[floating-point] Floating point inaccuracy examples

There are basically two major pitfalls people stumble in with floating-point numbers.

  1. The problem of scale. Each FP number has an exponent which determines the overall “scale” of the number so you can represent either really small values or really larges ones, though the number of digits you can devote for that is limited. Adding two numbers of different scale will sometimes result in the smaller one being “eaten” since there is no way to fit it into the larger scale.

    PS> $a = 1; $b = 0.0000000000000000000000001
    PS> Write-Host a=$a b=$b
    a=1 b=1E-25
    PS> $a + $b
    1
    

    As an analogy for this case you could picture a large swimming pool and a teaspoon of water. Both are of very different sizes, but individually you can easily grasp how much they roughly are.

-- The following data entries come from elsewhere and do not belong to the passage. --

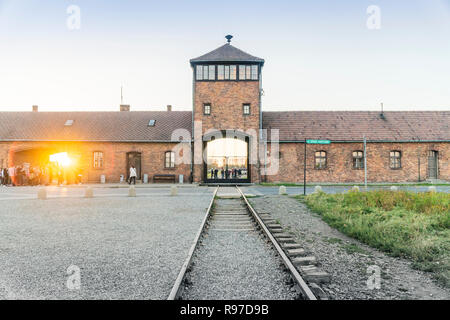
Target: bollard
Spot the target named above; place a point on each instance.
(89, 192)
(42, 193)
(132, 191)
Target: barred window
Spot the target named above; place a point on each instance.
(248, 72)
(246, 108)
(207, 109)
(358, 160)
(212, 72)
(320, 160)
(254, 72)
(233, 72)
(169, 159)
(220, 72)
(199, 72)
(395, 159)
(98, 160)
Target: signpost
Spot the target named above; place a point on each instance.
(315, 141)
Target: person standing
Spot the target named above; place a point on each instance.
(133, 175)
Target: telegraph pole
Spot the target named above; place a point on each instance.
(365, 164)
(304, 172)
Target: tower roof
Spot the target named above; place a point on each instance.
(227, 53)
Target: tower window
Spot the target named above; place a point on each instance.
(199, 73)
(358, 160)
(246, 108)
(320, 160)
(232, 72)
(98, 160)
(220, 72)
(169, 161)
(248, 72)
(207, 109)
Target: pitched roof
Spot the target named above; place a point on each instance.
(293, 125)
(92, 126)
(353, 125)
(227, 53)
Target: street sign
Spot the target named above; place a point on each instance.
(318, 141)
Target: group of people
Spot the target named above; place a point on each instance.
(26, 175)
(234, 173)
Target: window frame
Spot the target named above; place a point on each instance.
(95, 161)
(397, 164)
(355, 160)
(204, 109)
(171, 159)
(249, 109)
(320, 157)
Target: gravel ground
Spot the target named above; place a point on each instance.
(237, 265)
(347, 259)
(126, 248)
(273, 190)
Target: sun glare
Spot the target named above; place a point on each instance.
(61, 159)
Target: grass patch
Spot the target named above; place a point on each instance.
(405, 224)
(353, 248)
(333, 240)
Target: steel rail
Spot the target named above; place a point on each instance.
(175, 292)
(287, 262)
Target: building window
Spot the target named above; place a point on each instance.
(199, 73)
(320, 160)
(212, 72)
(233, 72)
(395, 160)
(207, 109)
(358, 160)
(248, 72)
(254, 72)
(98, 160)
(220, 72)
(169, 161)
(226, 72)
(246, 108)
(205, 72)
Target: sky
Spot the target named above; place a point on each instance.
(320, 55)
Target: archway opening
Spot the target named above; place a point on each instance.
(227, 160)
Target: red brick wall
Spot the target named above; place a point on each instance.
(152, 157)
(227, 99)
(340, 168)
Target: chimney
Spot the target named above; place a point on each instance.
(124, 107)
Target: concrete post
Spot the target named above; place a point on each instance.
(173, 190)
(42, 193)
(89, 192)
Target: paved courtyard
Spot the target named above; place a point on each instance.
(125, 248)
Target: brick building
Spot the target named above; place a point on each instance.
(228, 138)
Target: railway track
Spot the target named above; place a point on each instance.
(231, 213)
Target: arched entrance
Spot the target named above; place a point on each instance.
(227, 160)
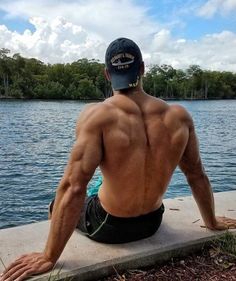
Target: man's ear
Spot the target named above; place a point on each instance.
(107, 75)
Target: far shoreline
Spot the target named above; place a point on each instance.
(102, 99)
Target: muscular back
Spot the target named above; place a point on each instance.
(142, 142)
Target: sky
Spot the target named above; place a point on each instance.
(175, 32)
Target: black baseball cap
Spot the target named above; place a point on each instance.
(123, 60)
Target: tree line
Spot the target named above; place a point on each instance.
(84, 79)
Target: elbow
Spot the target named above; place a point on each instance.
(197, 180)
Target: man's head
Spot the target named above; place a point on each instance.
(124, 64)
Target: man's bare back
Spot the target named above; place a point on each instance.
(138, 141)
(144, 140)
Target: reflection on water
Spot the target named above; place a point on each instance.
(36, 138)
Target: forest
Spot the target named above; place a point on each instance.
(29, 78)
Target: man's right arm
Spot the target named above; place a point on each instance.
(193, 169)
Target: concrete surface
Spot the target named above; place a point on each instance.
(83, 259)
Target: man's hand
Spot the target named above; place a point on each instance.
(26, 266)
(223, 223)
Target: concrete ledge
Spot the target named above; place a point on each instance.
(83, 259)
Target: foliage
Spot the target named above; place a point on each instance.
(84, 79)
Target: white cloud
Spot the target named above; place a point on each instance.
(72, 30)
(211, 7)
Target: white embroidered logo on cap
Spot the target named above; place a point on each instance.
(122, 60)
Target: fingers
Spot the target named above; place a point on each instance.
(19, 274)
(26, 266)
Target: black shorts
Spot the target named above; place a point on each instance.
(100, 226)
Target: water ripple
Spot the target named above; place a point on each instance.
(37, 136)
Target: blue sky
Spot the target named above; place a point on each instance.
(176, 13)
(174, 32)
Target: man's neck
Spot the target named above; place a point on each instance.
(136, 91)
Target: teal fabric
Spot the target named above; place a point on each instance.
(93, 189)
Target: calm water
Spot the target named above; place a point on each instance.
(36, 137)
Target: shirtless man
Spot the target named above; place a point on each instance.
(137, 141)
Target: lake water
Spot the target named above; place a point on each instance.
(36, 138)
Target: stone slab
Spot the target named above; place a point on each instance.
(83, 259)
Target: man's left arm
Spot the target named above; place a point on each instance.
(84, 159)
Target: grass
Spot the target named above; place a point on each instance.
(216, 261)
(219, 257)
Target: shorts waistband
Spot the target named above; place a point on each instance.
(150, 215)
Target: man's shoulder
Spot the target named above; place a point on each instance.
(94, 114)
(179, 112)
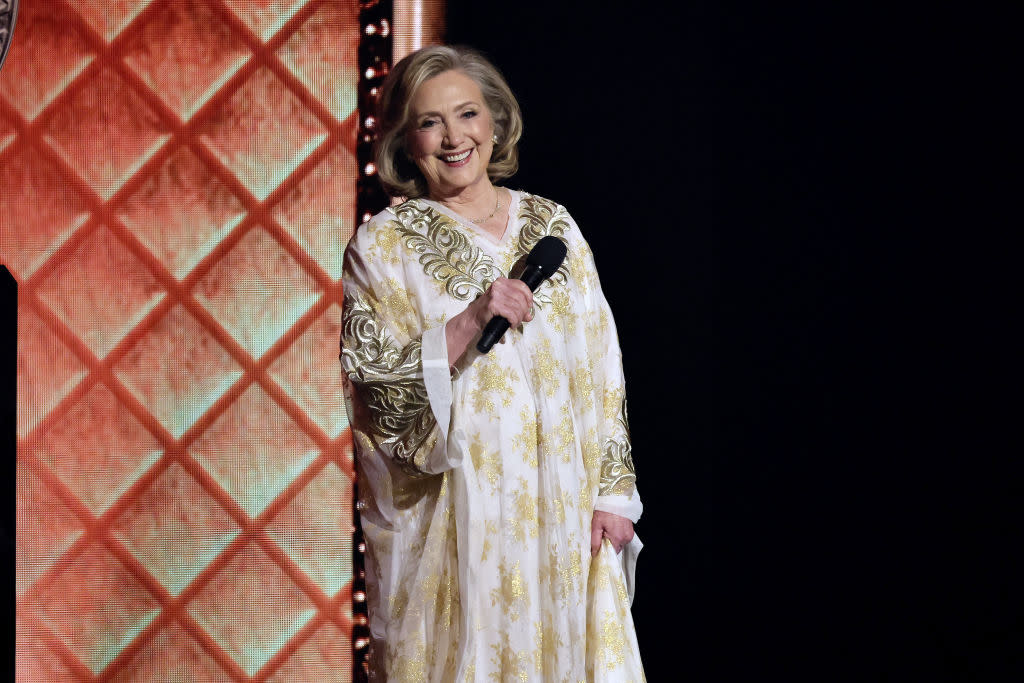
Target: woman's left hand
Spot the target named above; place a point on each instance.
(607, 525)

Pouring the teaspoon into the swimming pool, however, will leave you still with roughly a swimming pool full of water.

    (If the people learning this have trouble with exponential notation, one can also use the values 1 and 100000000000000000000 or so.)

  2. Then there is the problem of binary vs. decimal representation. A number like 0.1 can't be represented exactly with a limited amount of binary digits. Some languages mask this, though:

    PS> "{0:N50}" -f 0.1
    0.10000000000000000000000000000000000000000000000000
    

    But you can “amplify” the representation error by repeatedly adding the numbers together:

    PS> $sum = 0; for ($i = 0; $i -lt 100; $i++) { $sum += 0.1 }; $sum
    9,99999999999998
    

    I can't think of a nice analogy to properly explain this, though. It's basically the same problem why you can represent 1/3 only approximately in decimal because to get the exact value you need to repeat the 3 indefinitely at the end of the decimal fraction.

    Similarly, binary fractions are good for representing halves, quarters, eighths, etc. but things like a tenth will yield an infinitely repeating stream of binary digits.

  3. Then there is another problem, though most people don't stumble into that, unless they're doing huge amounts of numerical stuff. But then, those already know about the problem. Since many floating-point numbers are merely approximations of the exact value this means that for a given approximation f of a real number r there can be infinitely many more real numbers r1, r2, ... which map to exactly the same approximation. Those numbers lie in a certain interval. Let's say that rmin is the minimum possible value of r that results in f and rmax the maximum possible value of r for which this holds, then you got an interval [rmin, rmax] where any number in that interval can be your actual number r.

    Now, if you perform calculations on that number—adding, subtracting, multiplying, etc.—you lose precision. Every number is just an approximation, therefore you're actually performing calculations with intervals. The result is an interval too and the approximation error only ever gets larger, thereby widening the interval. You may get back a single number from that calculation. But that's merely one number from the interval of possible results, taking into account precision of your original operands and the precision loss due to the calculation.

    That sort of thing is called Interval arithmetic and at least for me it was part of our math course at the university.